Pitfall 3: SQS filter deleting messages unintentionally

The mistake: You configure a filter on the SQS ESM to process only messages with eventType: "ORDER_PLACED". Other messages (e.g., eventType: "INVENTORY_UPDATE") were previously processed by another Lambda via a separate ESM, but you forgot to remove the filter from the new Lambda. When the new Lambda is deployed with the filter, messages of type INVENTORY_UPDATE are automatically deleted from the queue by the ESM, without being processed by anyone.

Why it happens: [FACT] For SQS, messages filtered by the ESM are automatically deleted from the queue — they do not return for processing. This behavior is different from Kinesis/DynamoDB Streams, where the iterator simply advances.

How to recognize: Messages disappearing from the queue without appearing in Lambda logs (no invocation was made). The queue's NumberOfMessagesSent metric is greater than NumberOfMessagesDeleted via Lambda + DLQ — there is a delta of messages that disappeared without processing.
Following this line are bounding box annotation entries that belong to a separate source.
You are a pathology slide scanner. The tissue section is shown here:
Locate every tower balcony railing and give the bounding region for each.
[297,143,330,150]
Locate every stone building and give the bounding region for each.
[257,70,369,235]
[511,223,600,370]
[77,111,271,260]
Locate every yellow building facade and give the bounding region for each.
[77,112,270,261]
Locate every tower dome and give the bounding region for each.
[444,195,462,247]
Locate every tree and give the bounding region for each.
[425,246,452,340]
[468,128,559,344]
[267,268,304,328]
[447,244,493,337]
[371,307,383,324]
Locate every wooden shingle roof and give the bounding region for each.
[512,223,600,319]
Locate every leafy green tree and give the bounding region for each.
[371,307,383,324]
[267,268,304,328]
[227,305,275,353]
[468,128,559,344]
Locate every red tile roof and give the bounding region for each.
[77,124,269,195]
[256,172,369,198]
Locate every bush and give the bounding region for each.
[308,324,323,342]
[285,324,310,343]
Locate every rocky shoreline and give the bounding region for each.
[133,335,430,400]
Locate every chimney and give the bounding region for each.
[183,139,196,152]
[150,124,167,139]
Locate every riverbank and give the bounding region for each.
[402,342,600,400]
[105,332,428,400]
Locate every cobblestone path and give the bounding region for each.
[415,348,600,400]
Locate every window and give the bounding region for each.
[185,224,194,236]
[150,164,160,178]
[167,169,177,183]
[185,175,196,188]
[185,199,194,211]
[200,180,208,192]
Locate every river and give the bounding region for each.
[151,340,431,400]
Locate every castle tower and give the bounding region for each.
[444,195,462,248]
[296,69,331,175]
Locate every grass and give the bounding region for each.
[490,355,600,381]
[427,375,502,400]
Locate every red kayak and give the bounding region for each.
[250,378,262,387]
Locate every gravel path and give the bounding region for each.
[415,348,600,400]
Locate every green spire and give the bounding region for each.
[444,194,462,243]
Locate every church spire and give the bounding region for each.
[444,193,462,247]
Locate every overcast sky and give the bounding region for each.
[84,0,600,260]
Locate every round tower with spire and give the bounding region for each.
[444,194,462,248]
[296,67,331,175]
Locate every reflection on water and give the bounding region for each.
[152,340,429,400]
How to avoid: Understand that filters on SQS ESMs are destructive. Use SQS filters only when you are certain that filtered messages should be permanently discarded, not just ignored. For routing (a message should go to Lambda A or Lambda B), use SNS fan-out with subscription filters or EventBridge rules instead of filters on the SQS ESM.


Reflection exercise

You are designing the order processing pipeline for an e-commerce system. The SQS queue receives three types of messages: ORDER_PLACED, ORDER_CANCELLED, and PAYMENT_CONFIRMED. Each type should be processed by a different Lambda.

If you create a single ESM for each Lambda with filters for the respective message type, what fundamental problem occurs with messages of the non-filtered types? How would you solve this while maintaining loose coupling? Also consider the following: processing PAYMENT_CONFIRMED is critical and cannot have duplicates; processing ORDER_PLACED can tolerate slight duplication if necessary. How would you configure the visibility timeout, the DLQ's maxReceiveCount, and the use of ReportBatchItemFailures differently for each Lambda, given these distinct requirements?
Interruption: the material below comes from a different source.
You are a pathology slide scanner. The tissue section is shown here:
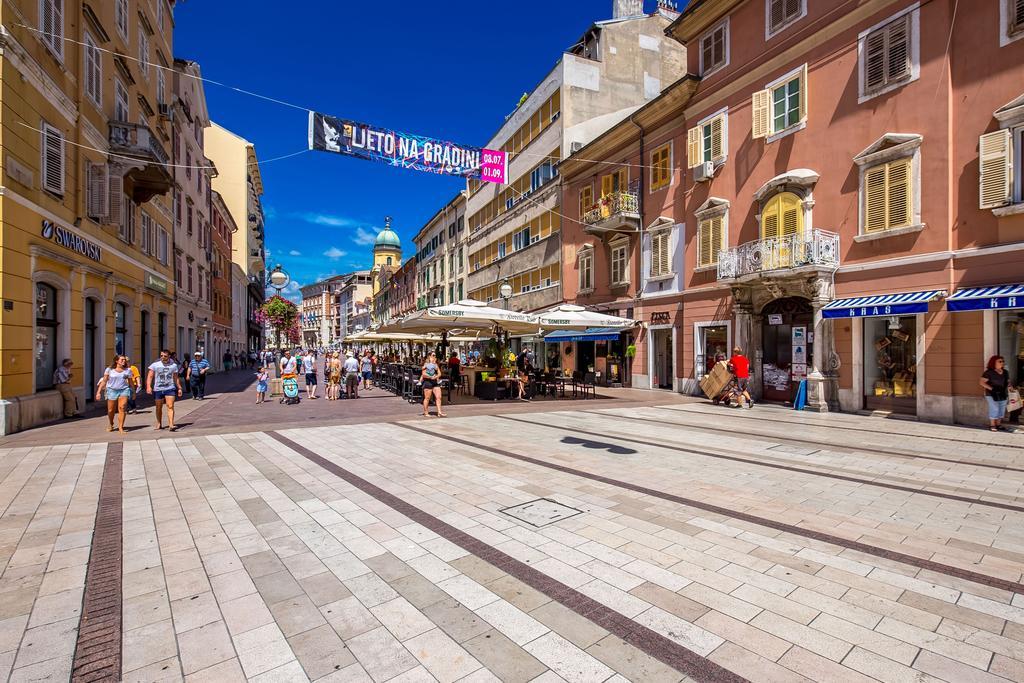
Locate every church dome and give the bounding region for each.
[374,227,401,251]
Resources for further study

1. Using Lambda with Amazon SQS

URL: https://docs.aws.amazon.com/lambda/latest/dg/with-sqs.html
What to find: Complete guide for the SQS ESM: batch size and batching window configuration, partial batch response with code examples, retry behavior, and DLQ configuration. Includes the recommendation of visibilityTimeout >= 6 × functionTimeout.
Why it's the right source: It is the primary reference for SQS + Lambda — covers all configuration details that affect reliability.

2. Control which events Lambda sends to your function (event filtering)

URL: https://docs.aws.amazon.com/lambda/latest/dg/invocation-eventfiltering.html
What to find: Complete reference for filter syntax, available operators, examples for each source (SQS, Kinesis, DynamoDB Streams), and the discard behavior per source (SQS deletes, streams advance the iterator).
Why it's the right source: It is the canonical documentation for filters — essential for understanding the behavioral differences between sources.

3. How Lambda processes records from stream and queue-based event sources

URL: https://docs.aws.amazon.com/lambda/latest/dg/invocation-eventsourcemapping.html
What to find: Unified view of how the ESM works for all sources: polling, batch window, concurrency per shard, and all error handling parameters (bisectBatchOnFunctionError, maximumRetryAttempts, maximumRecordAgeInSeconds, destinationConfig).
Why it's the right source: It is the most complete reference document on ESM behavior — the right place to understand the mechanics before debugging production issues.